Bugünkü Yahudi-Hıristiyan medeniyeti ve âlemi, İslâm dünyasına yeni bir Haçlı seferi açmaya hazırlanıyor. Kendi filozoflarından ve düşünürlerinden nice kimsenin de beyan ettikleri gibi Batı-Hıristiyan medeniyeti saldırgan bir medeniyettir. Eski Roma’nın Janus adlı putu gibi iki çehrelidir. Bir çehresinde çok güzel ve takdire şayan şeyler vardır, öteki çehresinde ise korkunç kötülükler sırıtmaktadır.

1492’de Amerika keşfedildikten sonra Haçlıların neler yaptıklarını kendi tarihleri yazıyor. Yerlileri öldürmüşler, yerli medeniyetini söndürmüşlerdir.

Bugünkü ABD toprakları üzerinde vaktiyle Kızılderililer yaşıyordu. Şu anda kaç Kızılderili kalmıştır?

Sömürgecilik Batı medeniyetinin en büyük ayıbıdır. Zavallı Afrikalıları yelkenli gemilere balık istifi doldurmuşlar ve köle olarak Amerika’da çalıştırmışlardır. Yolda ölenleri hemen denize atıyorlardı.

Kendi ülkelerinde insan hakları, hukuk için çalışan Haçlılar, sömürge halklarına insanlık dışı muameleler yapmışlar, onların en tabiî haklarını inkâr etmişlerdir.

Demokrat Haçlı medeniyeti aslında Makyavelist bir sistem ve nizama bağlıdır.
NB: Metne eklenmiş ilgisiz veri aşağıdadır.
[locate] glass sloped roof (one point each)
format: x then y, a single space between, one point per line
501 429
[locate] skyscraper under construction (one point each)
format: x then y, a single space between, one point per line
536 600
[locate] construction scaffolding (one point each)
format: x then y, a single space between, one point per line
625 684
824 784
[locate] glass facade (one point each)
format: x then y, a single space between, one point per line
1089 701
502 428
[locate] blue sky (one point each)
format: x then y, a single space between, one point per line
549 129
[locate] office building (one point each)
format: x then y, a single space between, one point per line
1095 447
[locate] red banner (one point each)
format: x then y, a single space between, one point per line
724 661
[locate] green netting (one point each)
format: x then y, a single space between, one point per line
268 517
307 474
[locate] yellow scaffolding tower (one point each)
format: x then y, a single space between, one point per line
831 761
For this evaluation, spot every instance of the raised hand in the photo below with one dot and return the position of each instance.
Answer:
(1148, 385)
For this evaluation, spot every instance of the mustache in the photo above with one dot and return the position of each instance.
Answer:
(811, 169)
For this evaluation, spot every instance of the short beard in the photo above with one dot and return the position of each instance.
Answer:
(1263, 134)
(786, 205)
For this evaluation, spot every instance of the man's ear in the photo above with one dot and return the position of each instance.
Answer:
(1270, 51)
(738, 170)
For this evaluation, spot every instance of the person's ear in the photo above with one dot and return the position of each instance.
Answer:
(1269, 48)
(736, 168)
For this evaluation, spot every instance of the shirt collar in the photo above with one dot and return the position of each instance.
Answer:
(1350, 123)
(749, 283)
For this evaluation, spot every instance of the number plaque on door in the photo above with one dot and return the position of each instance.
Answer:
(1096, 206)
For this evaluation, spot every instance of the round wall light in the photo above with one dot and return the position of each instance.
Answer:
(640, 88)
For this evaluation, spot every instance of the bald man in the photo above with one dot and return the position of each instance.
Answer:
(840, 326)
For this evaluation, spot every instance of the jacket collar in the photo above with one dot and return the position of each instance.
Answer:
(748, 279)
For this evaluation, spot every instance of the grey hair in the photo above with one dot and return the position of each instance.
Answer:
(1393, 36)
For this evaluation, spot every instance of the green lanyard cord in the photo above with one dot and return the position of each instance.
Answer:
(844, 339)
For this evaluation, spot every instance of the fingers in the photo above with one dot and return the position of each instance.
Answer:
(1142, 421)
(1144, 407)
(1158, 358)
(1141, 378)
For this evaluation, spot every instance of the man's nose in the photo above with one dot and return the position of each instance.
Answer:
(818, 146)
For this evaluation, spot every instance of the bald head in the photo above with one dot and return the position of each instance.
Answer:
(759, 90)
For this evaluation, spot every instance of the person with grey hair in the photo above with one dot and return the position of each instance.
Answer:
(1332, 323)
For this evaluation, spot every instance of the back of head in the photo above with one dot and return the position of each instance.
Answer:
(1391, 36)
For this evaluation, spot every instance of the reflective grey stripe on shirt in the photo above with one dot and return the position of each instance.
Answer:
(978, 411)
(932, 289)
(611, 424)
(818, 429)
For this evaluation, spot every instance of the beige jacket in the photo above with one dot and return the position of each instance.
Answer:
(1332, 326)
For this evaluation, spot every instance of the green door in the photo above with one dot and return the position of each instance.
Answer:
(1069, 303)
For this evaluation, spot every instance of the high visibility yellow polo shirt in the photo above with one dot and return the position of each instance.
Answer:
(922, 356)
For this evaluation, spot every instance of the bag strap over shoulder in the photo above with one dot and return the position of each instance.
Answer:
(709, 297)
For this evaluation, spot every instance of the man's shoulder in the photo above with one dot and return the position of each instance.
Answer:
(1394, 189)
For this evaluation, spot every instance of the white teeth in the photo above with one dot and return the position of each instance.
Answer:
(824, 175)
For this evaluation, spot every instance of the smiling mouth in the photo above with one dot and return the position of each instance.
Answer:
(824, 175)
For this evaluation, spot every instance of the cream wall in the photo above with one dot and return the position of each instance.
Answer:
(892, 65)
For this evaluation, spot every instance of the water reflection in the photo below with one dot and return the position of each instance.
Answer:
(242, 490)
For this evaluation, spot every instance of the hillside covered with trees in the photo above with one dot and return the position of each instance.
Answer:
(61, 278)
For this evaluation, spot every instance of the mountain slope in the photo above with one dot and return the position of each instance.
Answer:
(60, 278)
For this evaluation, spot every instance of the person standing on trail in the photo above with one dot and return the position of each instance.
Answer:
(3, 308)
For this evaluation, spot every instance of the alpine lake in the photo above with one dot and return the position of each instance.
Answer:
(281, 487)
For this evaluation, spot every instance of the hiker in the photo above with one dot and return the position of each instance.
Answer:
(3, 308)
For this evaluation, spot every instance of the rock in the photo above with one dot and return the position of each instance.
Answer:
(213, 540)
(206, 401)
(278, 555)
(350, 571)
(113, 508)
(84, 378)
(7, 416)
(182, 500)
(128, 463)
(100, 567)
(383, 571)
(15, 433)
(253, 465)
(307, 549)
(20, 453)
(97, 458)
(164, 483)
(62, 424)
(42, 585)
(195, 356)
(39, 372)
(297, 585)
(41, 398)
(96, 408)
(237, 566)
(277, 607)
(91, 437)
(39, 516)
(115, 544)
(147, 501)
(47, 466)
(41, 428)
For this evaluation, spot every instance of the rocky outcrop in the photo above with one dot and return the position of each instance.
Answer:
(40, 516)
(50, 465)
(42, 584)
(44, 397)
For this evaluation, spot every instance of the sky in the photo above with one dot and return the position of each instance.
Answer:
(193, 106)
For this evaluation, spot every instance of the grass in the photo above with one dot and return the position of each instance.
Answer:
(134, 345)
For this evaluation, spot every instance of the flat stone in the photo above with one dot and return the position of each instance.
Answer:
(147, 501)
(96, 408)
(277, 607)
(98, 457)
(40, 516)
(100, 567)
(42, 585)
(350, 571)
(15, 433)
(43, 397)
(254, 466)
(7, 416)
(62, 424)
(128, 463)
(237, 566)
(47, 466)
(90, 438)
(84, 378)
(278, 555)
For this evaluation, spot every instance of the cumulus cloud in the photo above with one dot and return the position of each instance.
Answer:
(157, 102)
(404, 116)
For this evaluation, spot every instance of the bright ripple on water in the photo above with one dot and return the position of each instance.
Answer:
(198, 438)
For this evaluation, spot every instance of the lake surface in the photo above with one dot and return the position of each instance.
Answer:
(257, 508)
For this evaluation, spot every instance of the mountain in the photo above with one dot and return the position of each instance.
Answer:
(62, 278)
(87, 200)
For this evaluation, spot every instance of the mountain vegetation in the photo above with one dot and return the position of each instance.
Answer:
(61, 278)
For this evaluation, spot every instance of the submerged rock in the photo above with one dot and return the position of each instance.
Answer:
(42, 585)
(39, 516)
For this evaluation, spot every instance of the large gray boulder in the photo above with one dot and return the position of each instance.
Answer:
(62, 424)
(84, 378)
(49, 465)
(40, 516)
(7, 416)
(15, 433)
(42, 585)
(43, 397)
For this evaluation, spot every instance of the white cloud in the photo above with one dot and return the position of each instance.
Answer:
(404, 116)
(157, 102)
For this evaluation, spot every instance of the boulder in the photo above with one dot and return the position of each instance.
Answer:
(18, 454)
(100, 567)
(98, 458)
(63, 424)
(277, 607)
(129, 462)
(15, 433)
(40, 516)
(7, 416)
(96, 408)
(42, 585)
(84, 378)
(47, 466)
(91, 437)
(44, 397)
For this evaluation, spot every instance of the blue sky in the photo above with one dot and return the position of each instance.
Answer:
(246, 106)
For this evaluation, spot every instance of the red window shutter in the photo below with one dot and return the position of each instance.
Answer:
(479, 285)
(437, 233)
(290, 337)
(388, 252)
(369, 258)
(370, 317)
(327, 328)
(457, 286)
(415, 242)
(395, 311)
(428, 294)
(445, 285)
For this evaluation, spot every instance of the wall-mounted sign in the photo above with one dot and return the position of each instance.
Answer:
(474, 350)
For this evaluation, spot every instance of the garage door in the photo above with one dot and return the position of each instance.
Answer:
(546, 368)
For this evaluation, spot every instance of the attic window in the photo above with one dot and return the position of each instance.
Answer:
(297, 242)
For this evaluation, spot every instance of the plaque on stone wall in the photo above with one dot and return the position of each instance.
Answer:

Yirminci asırda dünyayı ve insanlığı kasıp kavuran Nazizm ve Marksizm ideolojileri hep Batı’dan çıkmıştır.

Batı, Çine afyon satmak için bu ülkeyle iki kere savaşmıştır.

Batı medeniyeti saldırgandır, iki yüzlüdür, çifte standartlıdır, âdil değildir.

New York’taki saldırı birkaç açıdan incelenebilir. Birinci açı: Şimdiye kadar görülmemiş bir terörist saldırı olmuştur, binlerce mâsum insan öldürülmüştür. Böyle bir saldırıyı ve katliamı kimse, hiçbir din kabul etmez. Ben de bir Müslüman olarak kötülüyorum. Katiller ve tertipçiler bulunursa elbette cezalandırılmalıdır.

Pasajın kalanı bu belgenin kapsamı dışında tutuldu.